According to the Emmys, only four shows mattered last year
Even with the coronavirus pandemic, which halted production on most shows, nearly 500 scripted television series premiered in 2020. But you wouldn't know that based on the select few programs feted by the 2021 Emmy Awards. The Crown won seven trophies, more than any other show, and straight-up swept the drama acting categories. Ted Lasso was the favorite comedy series of the night, dominating those acting awards as well. (The exception being Jean Smart, who took home Best Actress in a Comedy for Hacks.) On the limited series side of things, The Queen's Gambit was the big winner for excellence behind the camera, whereas Emmy voters chose three cast members from Mare of Easttown for acting nods.
All of these shows are very good, but so many other excellent television experiences dropped between June 2020 and May 2021 that were barely even considered. Where was the profoundly strange How To With John Wilson? Or the scintillating strip club drama P-Valley? Apparently none of the Emmy voters bothered watching Veneno and it appears they forgot about Luca Guadagnino's gorgeous, affecting We Are Who We Are. Some really great series — like The Flight Attendant, Lovecraft Country, Pen15, The Underground Railroad and I May Destroy You — earned nominations, but when it came to doling out the actual awards on Sunday night, the Emmys mostly stuck with a handful of (far whiter) favorites.
Despite a record number of non-white creatives being nominated in the acting and reality hosting categories, none of the performance awards went to an actor of color. There were plenty favored contenders, like Billy Porter and Mj Rodriguez for Pose and the late Michael K. Williams for Lovecraft Country. Even though they were up against four different actors from Ted Lasso, Kenan Thompson and Bowen Yang each had a solid shot at a supporting award for Saturday Night Live. They all came away empty handed. It was two hours into the telecast before a person of color was recognized: RuPaul Charles and the team behind RuPaul’s Drag Race, who won Outstanding Competition Program for the fourth consecutive year. (RuPaul now holds the record for most Emmy wins by a person of color.)

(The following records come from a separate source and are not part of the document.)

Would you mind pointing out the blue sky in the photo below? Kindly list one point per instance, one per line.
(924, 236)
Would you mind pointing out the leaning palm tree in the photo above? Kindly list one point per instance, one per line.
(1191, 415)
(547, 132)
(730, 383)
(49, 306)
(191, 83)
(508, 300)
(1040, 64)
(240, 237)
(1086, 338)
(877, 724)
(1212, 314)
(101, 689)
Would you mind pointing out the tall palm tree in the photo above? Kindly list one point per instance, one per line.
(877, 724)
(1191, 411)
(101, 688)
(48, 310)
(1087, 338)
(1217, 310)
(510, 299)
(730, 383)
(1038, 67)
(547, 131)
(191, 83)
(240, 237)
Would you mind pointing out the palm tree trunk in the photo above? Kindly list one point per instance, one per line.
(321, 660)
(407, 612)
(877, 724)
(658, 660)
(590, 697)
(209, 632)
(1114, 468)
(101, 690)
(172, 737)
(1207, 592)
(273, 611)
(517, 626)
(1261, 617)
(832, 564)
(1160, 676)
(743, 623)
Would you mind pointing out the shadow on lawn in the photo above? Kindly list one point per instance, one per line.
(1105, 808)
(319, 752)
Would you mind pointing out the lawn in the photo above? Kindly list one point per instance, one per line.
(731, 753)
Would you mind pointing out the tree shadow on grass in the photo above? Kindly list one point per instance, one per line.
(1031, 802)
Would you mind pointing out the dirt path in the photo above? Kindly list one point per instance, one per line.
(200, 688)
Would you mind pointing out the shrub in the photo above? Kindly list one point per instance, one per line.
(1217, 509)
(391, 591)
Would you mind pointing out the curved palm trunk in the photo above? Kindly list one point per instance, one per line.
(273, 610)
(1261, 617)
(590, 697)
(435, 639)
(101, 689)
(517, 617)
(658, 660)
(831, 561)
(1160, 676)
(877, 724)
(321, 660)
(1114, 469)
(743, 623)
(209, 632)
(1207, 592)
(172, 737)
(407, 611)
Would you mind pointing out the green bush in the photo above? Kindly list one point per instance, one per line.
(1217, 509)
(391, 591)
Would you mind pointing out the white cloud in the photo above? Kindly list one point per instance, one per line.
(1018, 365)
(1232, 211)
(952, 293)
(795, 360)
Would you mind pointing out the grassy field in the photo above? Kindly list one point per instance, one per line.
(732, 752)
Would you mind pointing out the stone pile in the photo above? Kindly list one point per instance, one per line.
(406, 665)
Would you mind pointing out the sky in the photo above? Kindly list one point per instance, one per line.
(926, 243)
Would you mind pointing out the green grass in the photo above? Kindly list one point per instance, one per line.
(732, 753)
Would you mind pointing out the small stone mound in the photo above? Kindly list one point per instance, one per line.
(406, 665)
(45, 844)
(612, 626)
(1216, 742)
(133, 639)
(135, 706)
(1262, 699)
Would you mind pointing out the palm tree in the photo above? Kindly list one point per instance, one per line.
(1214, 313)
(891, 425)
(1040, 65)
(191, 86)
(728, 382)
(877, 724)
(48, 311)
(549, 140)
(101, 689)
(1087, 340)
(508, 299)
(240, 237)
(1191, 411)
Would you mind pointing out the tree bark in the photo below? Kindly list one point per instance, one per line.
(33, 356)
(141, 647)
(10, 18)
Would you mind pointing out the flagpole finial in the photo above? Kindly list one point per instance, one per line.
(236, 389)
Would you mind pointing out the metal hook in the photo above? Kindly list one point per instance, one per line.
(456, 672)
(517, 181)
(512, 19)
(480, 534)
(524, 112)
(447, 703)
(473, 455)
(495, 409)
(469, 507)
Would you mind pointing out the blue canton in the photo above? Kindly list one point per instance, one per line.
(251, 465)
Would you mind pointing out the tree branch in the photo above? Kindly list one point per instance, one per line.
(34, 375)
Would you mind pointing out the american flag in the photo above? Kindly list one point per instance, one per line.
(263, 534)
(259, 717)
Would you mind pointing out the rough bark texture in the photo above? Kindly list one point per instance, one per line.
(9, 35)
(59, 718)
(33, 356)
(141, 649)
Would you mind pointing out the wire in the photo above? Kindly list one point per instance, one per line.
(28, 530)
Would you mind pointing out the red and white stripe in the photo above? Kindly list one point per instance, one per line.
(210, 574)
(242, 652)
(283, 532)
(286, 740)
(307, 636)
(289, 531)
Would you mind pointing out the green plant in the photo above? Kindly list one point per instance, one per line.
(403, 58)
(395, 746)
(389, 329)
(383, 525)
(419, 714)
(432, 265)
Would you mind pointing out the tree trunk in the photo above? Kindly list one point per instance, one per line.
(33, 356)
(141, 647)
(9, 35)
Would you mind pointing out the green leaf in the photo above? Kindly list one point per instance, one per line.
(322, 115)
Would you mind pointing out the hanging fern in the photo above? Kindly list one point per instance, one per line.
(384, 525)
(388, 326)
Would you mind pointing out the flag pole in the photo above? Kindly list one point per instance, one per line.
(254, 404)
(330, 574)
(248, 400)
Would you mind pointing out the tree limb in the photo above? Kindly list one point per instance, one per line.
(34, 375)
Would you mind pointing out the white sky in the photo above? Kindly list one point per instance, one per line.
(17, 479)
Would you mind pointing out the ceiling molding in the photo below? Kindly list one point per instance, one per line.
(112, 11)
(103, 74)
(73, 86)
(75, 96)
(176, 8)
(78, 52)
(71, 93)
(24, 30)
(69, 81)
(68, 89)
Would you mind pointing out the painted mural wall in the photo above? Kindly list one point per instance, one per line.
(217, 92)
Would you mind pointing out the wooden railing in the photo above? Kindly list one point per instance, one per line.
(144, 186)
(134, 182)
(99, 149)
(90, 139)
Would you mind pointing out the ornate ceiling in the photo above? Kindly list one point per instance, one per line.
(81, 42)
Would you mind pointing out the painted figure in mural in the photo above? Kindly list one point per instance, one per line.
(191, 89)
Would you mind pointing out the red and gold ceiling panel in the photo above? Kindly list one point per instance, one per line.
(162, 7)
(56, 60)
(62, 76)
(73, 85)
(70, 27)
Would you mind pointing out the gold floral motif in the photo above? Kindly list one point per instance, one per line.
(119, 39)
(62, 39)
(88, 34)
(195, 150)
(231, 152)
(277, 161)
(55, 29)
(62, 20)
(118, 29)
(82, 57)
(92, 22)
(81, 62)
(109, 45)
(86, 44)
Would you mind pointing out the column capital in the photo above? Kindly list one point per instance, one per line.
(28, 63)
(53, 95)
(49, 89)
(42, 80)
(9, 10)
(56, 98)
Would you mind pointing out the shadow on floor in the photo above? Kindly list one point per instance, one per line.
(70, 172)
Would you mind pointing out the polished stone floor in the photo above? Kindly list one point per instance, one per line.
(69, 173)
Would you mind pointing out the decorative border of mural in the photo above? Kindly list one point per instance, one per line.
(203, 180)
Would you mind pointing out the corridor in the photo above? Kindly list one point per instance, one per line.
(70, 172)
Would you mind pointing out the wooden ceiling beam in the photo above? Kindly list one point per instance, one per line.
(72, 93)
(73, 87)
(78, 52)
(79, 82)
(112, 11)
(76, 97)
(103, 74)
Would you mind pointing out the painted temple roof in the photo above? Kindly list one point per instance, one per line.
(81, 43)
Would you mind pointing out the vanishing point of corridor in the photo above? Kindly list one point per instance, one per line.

One bright spot was Michaela Coel's win for writing I May Destroy You. Unlike the director of The Queen's Gambit, who delivered a tiresome two-page diatribe, she gave a concise and inspiring acceptance speech. "In a world that entices us to browse the lives of others to help us better determine how we feel about ourselves, and to, in turn, feel the need to be constantly visible — for visibility, these days, seems to somehow equate to success — do not be afraid to disappear. From it, from us, for a while. And see what comes to you in the silence," she advised creatives. Coel is the first Black woman to win the limited series writing category. It was a moment of well-deserved recognition for a profoundly affecting show that was egregiously snubbed by the Golden Globes.
The looming and hard-to-answer question is why are the Emmys like this? With nearly 20,000 voting members, you'd think the field of nominees and winners would be more varied. There's no way that many film and TV professionals agreed a handful of shows deserved to be celebrated while hundreds more were ignored. Perhaps the lobbying power of Netflix has something to do with it, or the fact that some categories were flooded with nominees from entertainment that isn't really television, like the taped performance of Hamilton on Disney+. It's really tiresome that awards shows pull this crap time and time again.
On the other hand, even before Covid made them more insufferable, awards shows have been dying a slow death. Nobody tunes in to telecasts anymore, when you can catch the highlights on social media. It seems unlikely that people still lean on awards to tell them what to watch either. If you were going to watch The Queen's Gambit, The Crown or Mare of Easttown, odds are you did so when everyone else was binging them too. It'd be one thing if the Emmys highlighted under-appreciated TV, celebrating examples of serial storytelling that break boundaries and challenge the medium. But by sticking with safe people-pleasers, awards shows are cementing their irrelevance.